Foreign branches, subsidiaries and affiliates requirements
Foreign branches, subsidiaries and affiliates requirements under the Proceeds of Crime (Money Laundering) and Terrorist Financing Act (PCMLTFA) and associated Regulations are applicable to reporting entities in the financial entity, life insurance and securities dealer sectors.
Foreign branches and foreign subsidiaries
Which reporting entities have obligations in relation to their foreign branches and foreign subsidiaries?
If you are a financial entity, life insurance company, or securities dealer, you have requirements related to your foreign branches and subsidiaries, if they carry out activities similar to a financial entity, life insurance company, or securities dealer, and are wholly owned by you, or have consolidated financial statements with you.
As the Canadian reporting entity, you must develop policies that establish requirements for your foreign branches and subsidiaries. These policies must be similar to your own obligations in Canada for the following:
- record keeping and retention;
- client identification; and
- the establishment and implementation of a compliance program, which includes policies and procedures to assess the risk of money laundering or terrorist activity financing offences, and risk mitigation measures when the risk is considered to be high.
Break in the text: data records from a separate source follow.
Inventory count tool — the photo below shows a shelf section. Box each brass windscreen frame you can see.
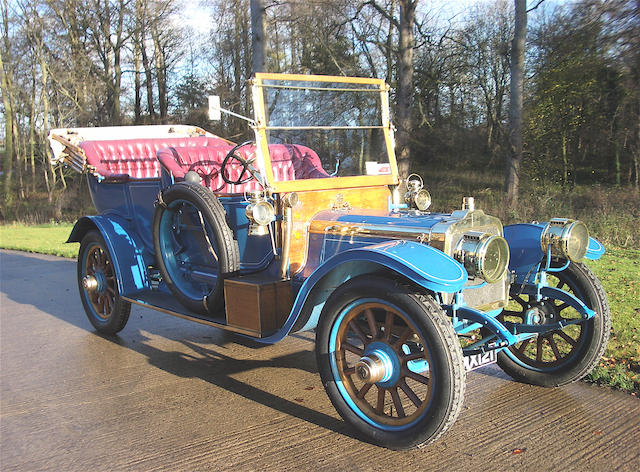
[251,73,398,192]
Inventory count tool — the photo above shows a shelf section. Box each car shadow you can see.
[0,251,354,437]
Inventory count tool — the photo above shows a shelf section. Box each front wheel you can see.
[316,276,465,449]
[78,231,131,334]
[498,262,611,387]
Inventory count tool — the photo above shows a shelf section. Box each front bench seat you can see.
[80,136,227,180]
[157,144,329,193]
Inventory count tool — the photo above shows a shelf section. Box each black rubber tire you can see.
[153,182,240,316]
[498,262,611,387]
[77,231,131,334]
[316,275,465,450]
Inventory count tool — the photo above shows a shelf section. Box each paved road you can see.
[0,251,640,472]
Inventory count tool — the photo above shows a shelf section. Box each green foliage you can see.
[0,223,80,257]
[525,8,637,186]
[588,248,640,392]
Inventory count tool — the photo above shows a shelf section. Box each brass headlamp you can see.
[244,191,276,236]
[404,174,431,211]
[453,231,509,284]
[540,218,589,262]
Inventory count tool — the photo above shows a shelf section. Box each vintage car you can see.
[50,74,610,449]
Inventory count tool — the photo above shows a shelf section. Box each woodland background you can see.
[0,0,640,245]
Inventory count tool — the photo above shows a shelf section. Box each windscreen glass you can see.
[262,80,391,181]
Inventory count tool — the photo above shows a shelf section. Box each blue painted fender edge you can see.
[67,216,151,295]
[256,241,468,343]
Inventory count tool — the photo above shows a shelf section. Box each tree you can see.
[505,0,527,208]
[251,0,266,73]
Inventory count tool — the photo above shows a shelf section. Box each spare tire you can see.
[153,182,240,316]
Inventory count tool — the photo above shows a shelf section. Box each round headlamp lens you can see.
[413,189,431,211]
[252,202,275,226]
[480,236,509,284]
[454,231,509,284]
[563,221,589,261]
[540,218,589,262]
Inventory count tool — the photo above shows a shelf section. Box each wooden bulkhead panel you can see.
[290,185,391,274]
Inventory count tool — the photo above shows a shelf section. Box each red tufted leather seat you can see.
[157,144,329,193]
[80,136,228,179]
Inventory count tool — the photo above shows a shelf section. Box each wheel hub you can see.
[356,354,389,383]
[82,272,105,293]
[525,302,558,325]
[355,341,400,388]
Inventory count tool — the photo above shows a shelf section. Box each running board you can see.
[120,291,261,338]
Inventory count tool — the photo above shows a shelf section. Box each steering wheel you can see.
[220,141,255,185]
[189,160,224,192]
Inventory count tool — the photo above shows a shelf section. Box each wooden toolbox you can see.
[224,276,293,337]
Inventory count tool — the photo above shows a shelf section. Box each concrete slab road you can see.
[0,251,640,472]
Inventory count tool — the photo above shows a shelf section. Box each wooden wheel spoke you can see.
[516,338,532,354]
[394,326,413,349]
[391,388,407,418]
[356,384,373,399]
[511,295,529,308]
[400,379,422,408]
[547,333,562,360]
[402,367,429,385]
[342,366,356,375]
[384,311,393,342]
[376,387,387,415]
[402,351,424,362]
[364,309,378,339]
[95,249,104,267]
[104,295,113,316]
[536,336,544,362]
[342,342,364,357]
[554,331,578,347]
[349,320,369,345]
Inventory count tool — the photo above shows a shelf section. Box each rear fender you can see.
[67,216,151,295]
[259,241,468,343]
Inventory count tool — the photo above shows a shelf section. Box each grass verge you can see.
[0,223,80,258]
[0,223,640,395]
[587,248,640,395]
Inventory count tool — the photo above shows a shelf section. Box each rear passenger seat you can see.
[80,136,328,193]
[80,136,228,180]
[158,144,329,193]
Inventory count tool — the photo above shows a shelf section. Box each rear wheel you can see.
[153,182,240,316]
[78,231,131,334]
[498,262,611,387]
[316,276,465,449]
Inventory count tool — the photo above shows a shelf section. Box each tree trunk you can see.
[0,40,16,206]
[396,0,418,180]
[133,34,142,124]
[151,29,169,123]
[505,0,527,208]
[251,0,266,74]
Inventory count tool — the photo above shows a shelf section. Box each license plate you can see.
[464,351,497,372]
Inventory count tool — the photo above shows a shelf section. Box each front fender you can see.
[260,241,468,343]
[67,216,151,295]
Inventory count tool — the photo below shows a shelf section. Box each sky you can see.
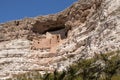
[0,0,77,23]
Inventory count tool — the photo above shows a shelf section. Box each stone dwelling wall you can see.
[31,34,61,52]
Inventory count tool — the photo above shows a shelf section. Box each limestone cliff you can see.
[0,0,120,79]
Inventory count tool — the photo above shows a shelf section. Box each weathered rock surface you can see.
[0,0,120,79]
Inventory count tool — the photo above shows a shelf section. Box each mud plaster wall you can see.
[31,34,61,53]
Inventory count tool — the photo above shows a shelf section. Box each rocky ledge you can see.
[0,0,120,79]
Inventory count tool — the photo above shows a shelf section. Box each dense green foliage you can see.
[7,51,120,80]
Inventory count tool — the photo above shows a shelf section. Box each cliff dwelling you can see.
[31,22,69,53]
[31,32,61,53]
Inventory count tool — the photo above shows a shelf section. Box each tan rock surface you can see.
[0,0,120,79]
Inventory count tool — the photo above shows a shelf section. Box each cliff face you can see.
[0,0,120,79]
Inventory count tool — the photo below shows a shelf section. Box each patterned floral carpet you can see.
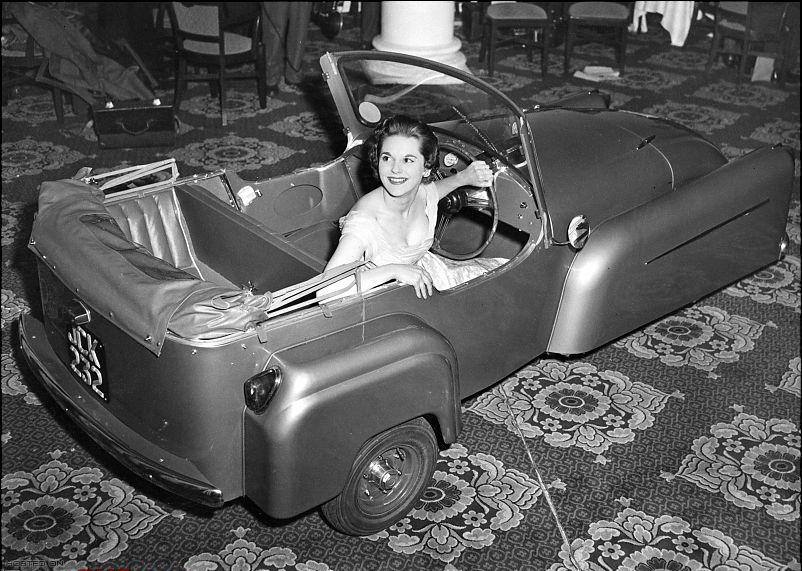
[2,12,800,571]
If you have a board of directors, it must approve the policies before they are applied.
You must ensure that your foreign branches and subsidiaries apply the policies to the extent permitted by, and not conflicting with, the laws of the country where that branch or subsidiary is located.
Retention: You must keep foreign branch and subsidiary records for at least five years following the date they were created.
The requirements concerning foreign branches and subsidiaries do not apply to:
- authorized foreign banks within the meaning of Section 2 of the Bank Act;
- departments or agents of the Crown that accept deposit liabilities;
- foreign companies within the meaning of Section 2 of the Insurance Companies Act;
- life insurance brokers or agents;
- a subsidiary of a foreign subsidiary. For example, if Canadian Bank A has a foreign subsidiary - Subsidiary A - and there is a Subsidiary B of Subsidiary A, then the requirements do not apply to Subsidiary B; or
- a Canadian subsidiary of a foreign entity, as long as the foreign entity has policies for its subsidiaries that establish requirements similar to Canada’s record keeping, verifying identity and compliance program requirements under the PCMLTFA; and the Canadian subsidiary is applying those policies to the extent permitted by, and not conflicting with the laws of Canada or its provinces. For example, when Foreign Bank A (with subsidiaries A and B in Canada) already has policies regarding client identification, record keeping and the establishment of a compliance program, then these requirements do not apply to the Canadian subsidiaries A and B.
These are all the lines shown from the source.